Obama has offered two major proposals this month in an attempt to change the narrative, to reverse the perception that his presidency is floundering with the poor economy. The first proposal deals with job creation, which is how most Americans gauge economic success. The president had not offered any new thoughts on job creation since the first stimulus package, instead issuing a series of predictions that massive job creation was just around the corner. Vice President Joe Biden spent the spring of 2010 talking about a "Summer of Recovery" that never arrived, and by the summer of 2011, job creation stopped entirely — with zero net jobs created in August.

That put pressure on the president to come up with a new plan, and the White House started generating plenty of buzz by hyping Obama's work in August for a new plan in September. They raised expectations for a game-changer by insisting on unveiling the plan at a joint session of Congress. Instead of offering a new plan, however, Obama gave an ambiguous sketch of a plan. It took the White House several more days to actually deliver the proposal to Capitol Hill, along with its $447 billion price tag. 

The president has more than a year to go before the next election, but Obama has stopped governing and has shifted entirely to campaign mode.

The plan itself broke no new ground. Indeed, it closely resembles the 2009 stimulus bill, with its mix of infrastructure spending, temporary tax breaks, and another round of bailouts for states. But if the rehashed jobs plan was a passive disappointment, Obama's new deficit reduction plan is an aggressive partisan attack — the very kind that Obama blasted in his joint-session speech earlier in the month. Obama warned his political opponents that voters wouldn't wait for an election 14 months away to deliver solutions, and that Democrats and Republicans had to work together now to solve the big problems facing the nation:

"Already, we're seeing the same old press releases and tweets flying back and forth. Already, the media has proclaimed that it's impossible to bridge our differences. And maybe some of you have decided that those differences are so great that we can only resolve them at the ballot box. But know this: The next election is 14 months away. And the people who sent us here — the people who hired us to work for them  they don't have the luxury of waiting 14 months. "
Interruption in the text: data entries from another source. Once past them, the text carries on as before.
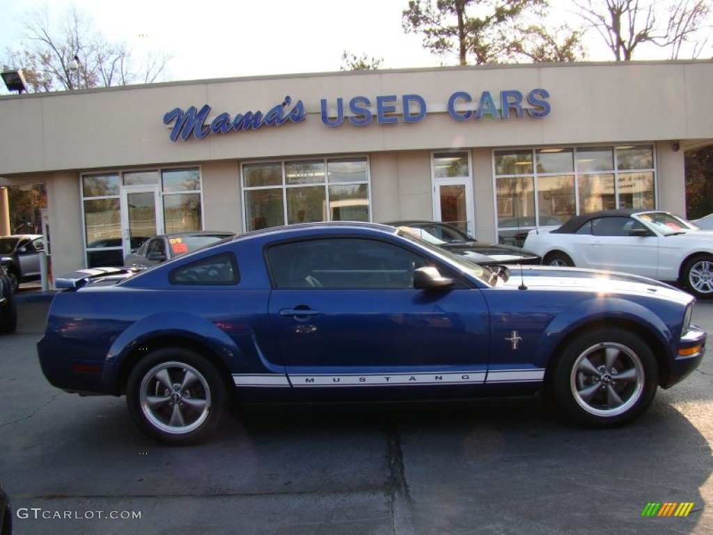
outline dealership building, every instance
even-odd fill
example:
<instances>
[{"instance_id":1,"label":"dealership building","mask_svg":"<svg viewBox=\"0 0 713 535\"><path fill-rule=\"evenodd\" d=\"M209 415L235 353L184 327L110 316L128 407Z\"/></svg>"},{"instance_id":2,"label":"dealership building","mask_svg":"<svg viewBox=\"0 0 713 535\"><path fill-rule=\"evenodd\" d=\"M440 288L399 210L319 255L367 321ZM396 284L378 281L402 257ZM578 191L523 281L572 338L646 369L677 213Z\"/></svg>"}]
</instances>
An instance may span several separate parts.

Instead of working with Republicans to craft a deficit-reduction plan that could pass Congress, Obama instead filled his with tax hikes that even his own party rejected in 2009 and 2010 in the effort to fund Obama's signature health-care overhaul bill. Our colleague David Frum calls it a "stunt" that would derail economic growth, if it ever had a prayer of passing the House. Democratic strategist Mark Penn wonders at The Huffington Post why Obama would want to turn himself into another Walter Mondale — and also why Obama passed on the opportunity to work on comprehensive tax reform with Republicans rather than get stuck in "the thicket of class warfare." Why not work on co-opting a big Republican issue as Bill Clinton did with welfare reform, Penn asks, and seize the mantle of leadership?
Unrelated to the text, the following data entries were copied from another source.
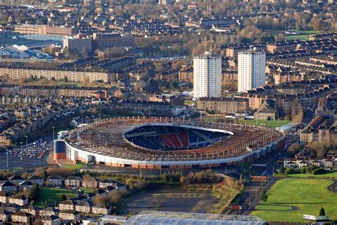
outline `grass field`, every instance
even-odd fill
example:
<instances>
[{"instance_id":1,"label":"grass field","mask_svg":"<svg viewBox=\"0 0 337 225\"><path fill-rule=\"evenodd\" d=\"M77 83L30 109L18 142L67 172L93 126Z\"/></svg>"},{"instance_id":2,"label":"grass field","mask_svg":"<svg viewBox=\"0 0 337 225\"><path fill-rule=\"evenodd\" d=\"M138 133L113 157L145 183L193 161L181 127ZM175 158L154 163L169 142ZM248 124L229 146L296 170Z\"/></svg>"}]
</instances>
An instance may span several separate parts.
<instances>
[{"instance_id":1,"label":"grass field","mask_svg":"<svg viewBox=\"0 0 337 225\"><path fill-rule=\"evenodd\" d=\"M58 204L60 202L62 194L65 194L68 199L77 197L73 190L68 189L41 187L40 199L35 206L45 207L50 204Z\"/></svg>"},{"instance_id":2,"label":"grass field","mask_svg":"<svg viewBox=\"0 0 337 225\"><path fill-rule=\"evenodd\" d=\"M247 119L247 120L238 120L237 122L239 124L252 124L252 125L260 125L260 126L265 126L269 128L277 128L278 126L283 126L284 124L287 124L291 123L291 121L264 121L264 120L259 120L259 119Z\"/></svg>"},{"instance_id":3,"label":"grass field","mask_svg":"<svg viewBox=\"0 0 337 225\"><path fill-rule=\"evenodd\" d=\"M295 35L285 35L284 38L286 40L309 40L309 38L315 33L316 33L314 31L298 31L299 34Z\"/></svg>"},{"instance_id":4,"label":"grass field","mask_svg":"<svg viewBox=\"0 0 337 225\"><path fill-rule=\"evenodd\" d=\"M314 175L308 173L300 173L300 174L289 174L287 175L290 177L315 177L315 178L337 178L337 172L329 172L325 174L320 174Z\"/></svg>"},{"instance_id":5,"label":"grass field","mask_svg":"<svg viewBox=\"0 0 337 225\"><path fill-rule=\"evenodd\" d=\"M267 221L302 222L303 214L318 216L324 207L326 214L333 217L337 212L337 194L327 190L332 182L322 179L279 180L267 192L268 200L251 214Z\"/></svg>"}]
</instances>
Penn wonders why Obama didn't think to work with House Republicans on deficit reduction, but he might have asked why Obama didn't bother to work with Senate Democrats on the jobs bill, either. The White House apparently forgot to consult with its own allies in the upper chamber when writing the rerun of the 2009 stimulus bill, only to discover to their embarrassment that it won't pass the Senate. At least six Senate Democrats have gone on the record in the media expressing opposition to passing it in its current form, and not just purple-state incumbents up for tough re-election fights (like Joe Manchin and Robert Casey), but also those in relatively safe seats like Tom Carper (Delaware) and Barbara Mikulski (Maryland). Even Dianne Feinstein in solid-blue California talked to the media about her concerns over the cost and effectiveness of Obama's plan.

Obama mailed in both proposals rather than engage in the hard work of governance. If Obama had any interest in actually passing his deficit-reduction plan, he would not have filled it with tax hikes that have floated around the Beltway for years — and which both Republicans and Democrats have rejected in the past. The jobs bill was even less creative than his approach to deficit reduction, cribbed from a failed and costly exercise in central economic control. Obama didn't bother to put much effort into either because he has no intention of doing the hard work needed to accomplish actual deficit reduction or improve the job-creation climate. The president has more than a year to go before the next election, but Obama has stopped governing and has shifted entirely to campaign mode. This is what it looks like when a president quits.